Topaz Detail Filter for small features and shadows



More to follow from on stage shooting from the wings. Also there will be a special treat, I also met the inspiring and talented young concert master, Heidi Hatch who is really accomplished with a fine future ahead of her and grabbed a few shots backstage next to the arrays of ropes and pulleys for the theater stage crew. :)

Asher
 

Wolfgang Plattner

Well-known member
Hi,

great ... as I'm photographin' from time to time the events of choirs (e.g. on sunday in a quite dark church) I appreciate your work here very much!
An impressing ideal for me ...!
 

Asher Kelman

OPF Owner/Editor-in-Chief
Thanks, Cem,

I guess I shouldn't be sipping wine as I post! Hope you can see the difference now! :)

Asher
 

Asher Kelman

OPF Owner/Editor-in-Chief
Hi,

great ... as I'm photographin' from time to time the events of choirs (e.g. on sunday in a quite dark church) I appreciate your work here very much!
An impressing ideal for me ...!


Wolfgang,

It's a time to give back! Amazing how good it feels when everyone gives their best and folk respond well like that. These concerts allow access to music and that's part of the glue of a community. We're privileged to have such talented musicians willing to put on concerts that folk otherwise would have no chance of experiencing.

Asher
 

Asher Kelman

OPF Owner/Editor-in-Chief
Well, I discovered one picture with Guido Lamell, the conductor turning and showing his face. So I reprocessed everything and used Topaz plugins for getting out more detail, opening up the blacks and finally sharpening the large amount of noise in the images.

So here's a new version including that the Raw files were corrected with the Xrite plugin for test shots with the 6D using a Gretag McBeth digital color chart.


GuidoconductingChoir.jpg


Asher Kelman: Santa Monica Philharmonic and Choir

December 2013

Conductor & Music Director, Guido Lamell

Canon 6D 70-200 2.8L IS, 3200 ISO, PS CC

Topaz Clarity and Detail Filters then Denoise



As you can see, most of the really giant orchestra is hidden from the audience's view, unless one is upstairs in the balcony. From there, one can get everything. but that was not my job, that day.

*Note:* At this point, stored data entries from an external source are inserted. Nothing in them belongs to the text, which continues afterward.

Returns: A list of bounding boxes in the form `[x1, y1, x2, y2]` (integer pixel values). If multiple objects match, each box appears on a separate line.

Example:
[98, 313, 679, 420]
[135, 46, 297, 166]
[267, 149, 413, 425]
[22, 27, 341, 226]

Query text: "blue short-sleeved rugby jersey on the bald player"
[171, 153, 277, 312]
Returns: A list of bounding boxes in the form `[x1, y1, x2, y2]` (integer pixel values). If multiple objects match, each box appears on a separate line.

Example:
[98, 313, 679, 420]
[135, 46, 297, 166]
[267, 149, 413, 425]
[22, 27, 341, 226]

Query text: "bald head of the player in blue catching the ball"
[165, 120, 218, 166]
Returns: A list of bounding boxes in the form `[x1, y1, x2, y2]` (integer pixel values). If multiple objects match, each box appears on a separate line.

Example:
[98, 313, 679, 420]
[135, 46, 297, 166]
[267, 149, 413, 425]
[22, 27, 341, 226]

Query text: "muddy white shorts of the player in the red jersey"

Next I'll post back stage images.

Asher
 

Asher Kelman

OPF Owner/Editor-in-Chief
A word on technique. Either an 80 MP Phase One or an 80 MP Leaf camera back would have been able to get just the same view in one shot but at half the resolution. We have an 80 MP image shaped to the stage. Still any one of those camera would give a better quality image because of the larger dynamic range.

For the above pictures, I used a Canon 6D full frame camera with a 70-200 2.8 L IS II lens to get the overlapping shots. Usually the stage can be covered with 3-4 shots with the camera in portrait mode.

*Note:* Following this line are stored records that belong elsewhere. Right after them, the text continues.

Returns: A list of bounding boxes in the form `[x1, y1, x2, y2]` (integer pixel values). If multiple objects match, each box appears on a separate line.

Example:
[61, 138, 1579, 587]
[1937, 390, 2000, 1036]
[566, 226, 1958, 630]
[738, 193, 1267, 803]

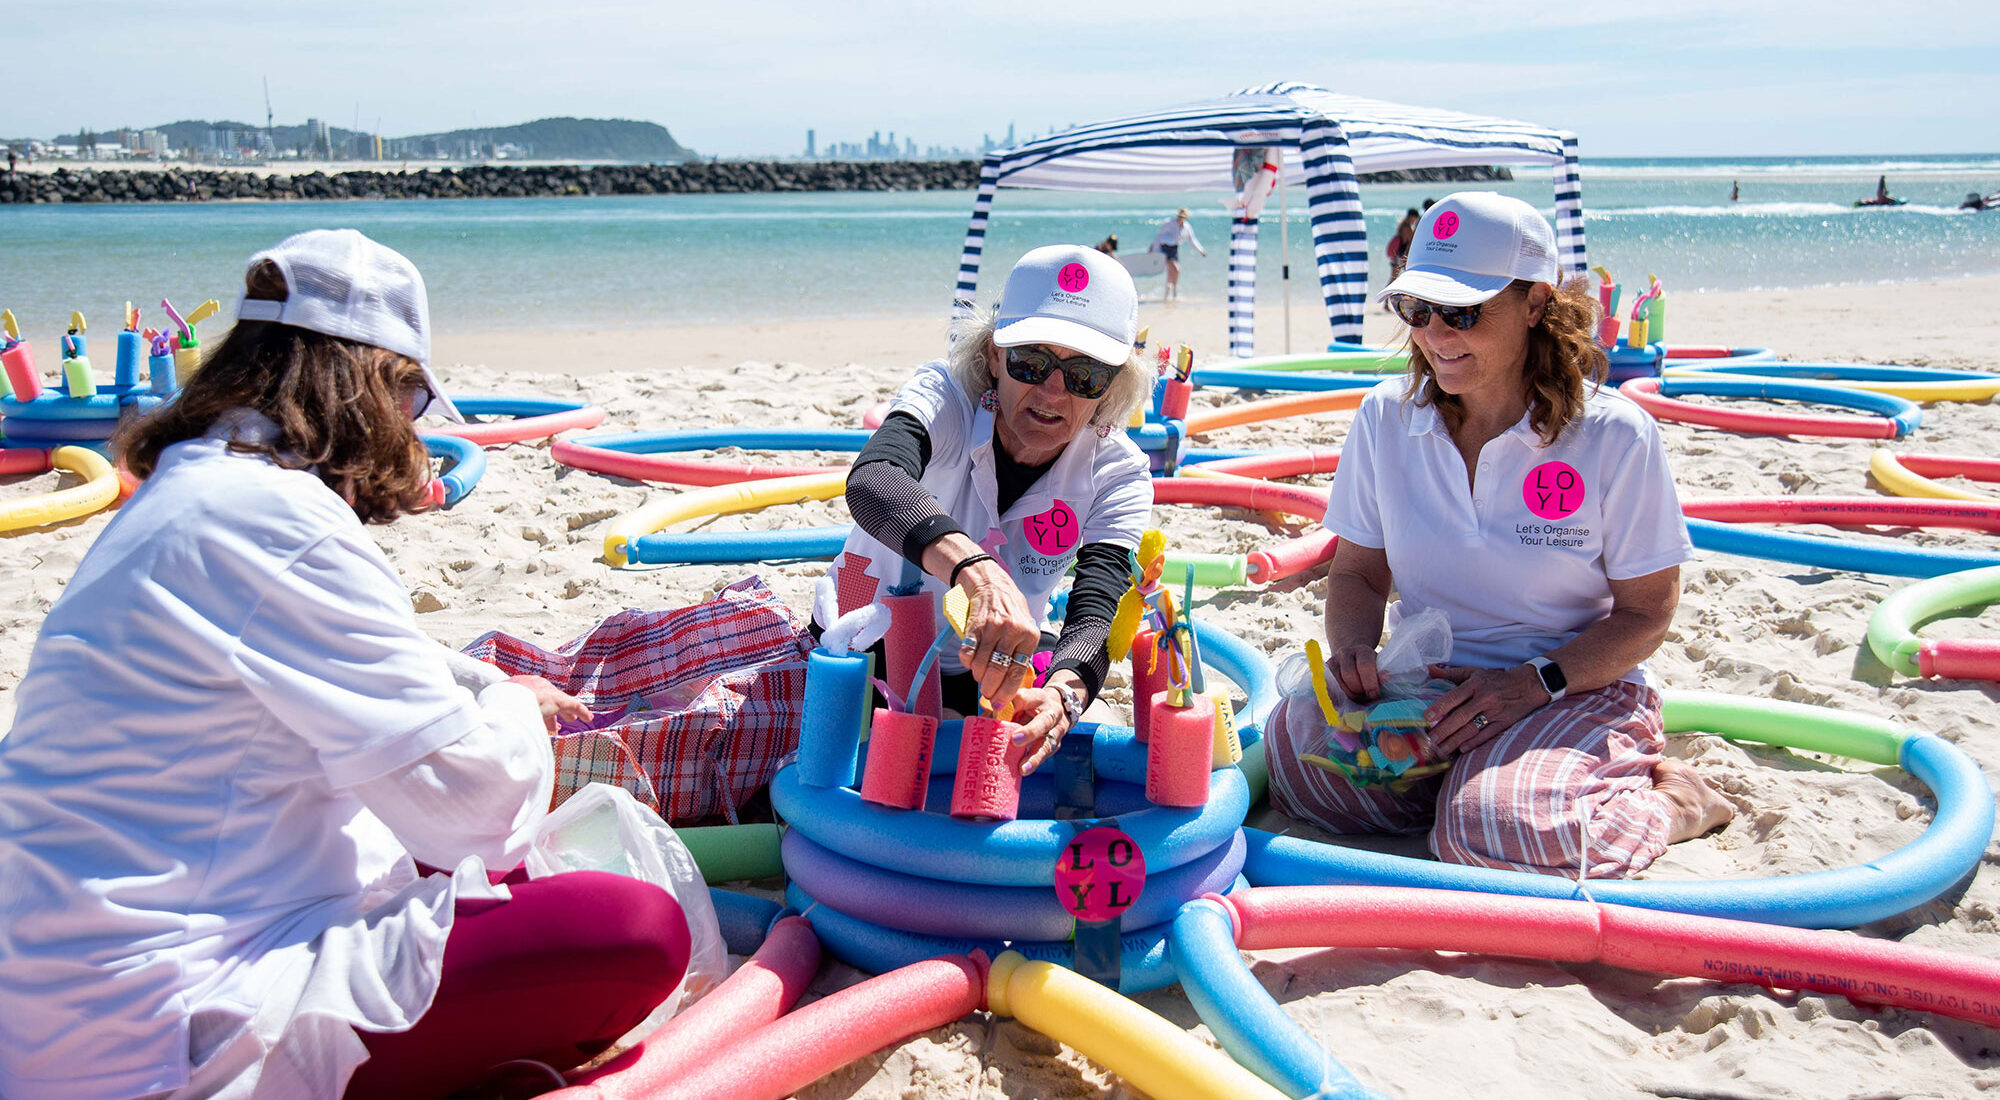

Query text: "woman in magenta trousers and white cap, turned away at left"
[0, 230, 690, 1100]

The challenge of taking pictures of many people on stage is that lighting usually varies by 5 or more stops from one place to the next. Worse are the sides as there is no light to make up for the fall off there.

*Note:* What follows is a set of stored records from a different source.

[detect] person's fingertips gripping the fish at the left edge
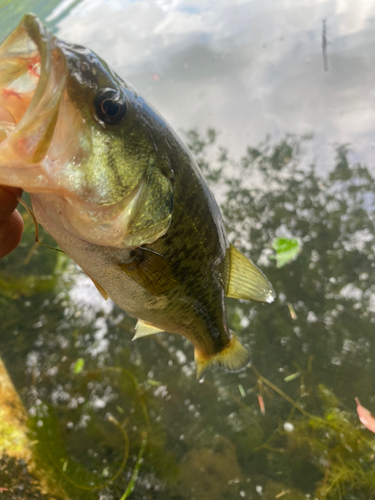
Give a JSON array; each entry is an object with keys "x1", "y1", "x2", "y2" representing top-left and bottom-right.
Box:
[{"x1": 0, "y1": 186, "x2": 23, "y2": 259}]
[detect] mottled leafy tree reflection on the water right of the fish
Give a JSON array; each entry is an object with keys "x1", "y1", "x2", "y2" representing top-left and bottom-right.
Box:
[{"x1": 212, "y1": 137, "x2": 375, "y2": 398}]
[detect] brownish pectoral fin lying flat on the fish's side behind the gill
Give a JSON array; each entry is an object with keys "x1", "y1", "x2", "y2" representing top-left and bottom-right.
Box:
[{"x1": 120, "y1": 247, "x2": 178, "y2": 295}]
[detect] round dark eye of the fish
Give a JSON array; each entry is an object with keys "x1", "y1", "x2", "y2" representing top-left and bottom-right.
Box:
[{"x1": 94, "y1": 88, "x2": 127, "y2": 125}]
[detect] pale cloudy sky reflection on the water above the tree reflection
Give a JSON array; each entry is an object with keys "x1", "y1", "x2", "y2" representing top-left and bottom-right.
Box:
[{"x1": 47, "y1": 0, "x2": 375, "y2": 171}]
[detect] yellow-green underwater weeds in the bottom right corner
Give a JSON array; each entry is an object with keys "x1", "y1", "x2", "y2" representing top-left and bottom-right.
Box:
[{"x1": 247, "y1": 368, "x2": 375, "y2": 499}]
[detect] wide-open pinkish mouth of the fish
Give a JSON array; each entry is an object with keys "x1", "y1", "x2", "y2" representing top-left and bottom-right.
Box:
[{"x1": 0, "y1": 14, "x2": 64, "y2": 164}]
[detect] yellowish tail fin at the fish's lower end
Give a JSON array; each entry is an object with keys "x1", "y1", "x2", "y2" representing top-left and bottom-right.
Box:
[{"x1": 194, "y1": 333, "x2": 250, "y2": 380}]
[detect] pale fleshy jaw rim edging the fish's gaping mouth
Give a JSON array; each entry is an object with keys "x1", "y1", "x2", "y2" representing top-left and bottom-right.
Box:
[{"x1": 0, "y1": 14, "x2": 66, "y2": 170}]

Stage technicians do not realize that in order to prevent light fall off, one needs a perimeter of lighting beyond where one is working. To add to that challenge, the musicians and choir all are moving to the music. Add to that some, while waiting for their next part, might wander off to some fantasy world with their eyes shut and mouth open or distorted or just look down. So to get an attractive picture, one has to choose heads and bodies that work together to give a sense of the vitality of the concert, not the truth about any separate frozen moment.

In my work, neighboring faces can have been captured 3 minutes or more apart. One has to constantly overlap but keep the camera at the same axis of rotation through the front pupil as one samples the stage repeatedly, building up the image.

I didn't bracket exposures, as successive shots cannot be simple made into HDR when everyone is changing positions of hands and face.

Ideally, one would use a larger sensor and a wider angle lens. The iPhone can take perfectly usable pictures of an entire orchestra if one is sitting reasonably close. However, the size of the file is not big enough for more than an 8x10 or pictures for the web. Folk can be individually recognized, but getting a big print is a challenge.

I have pictures and I'll give it a go and post results separately.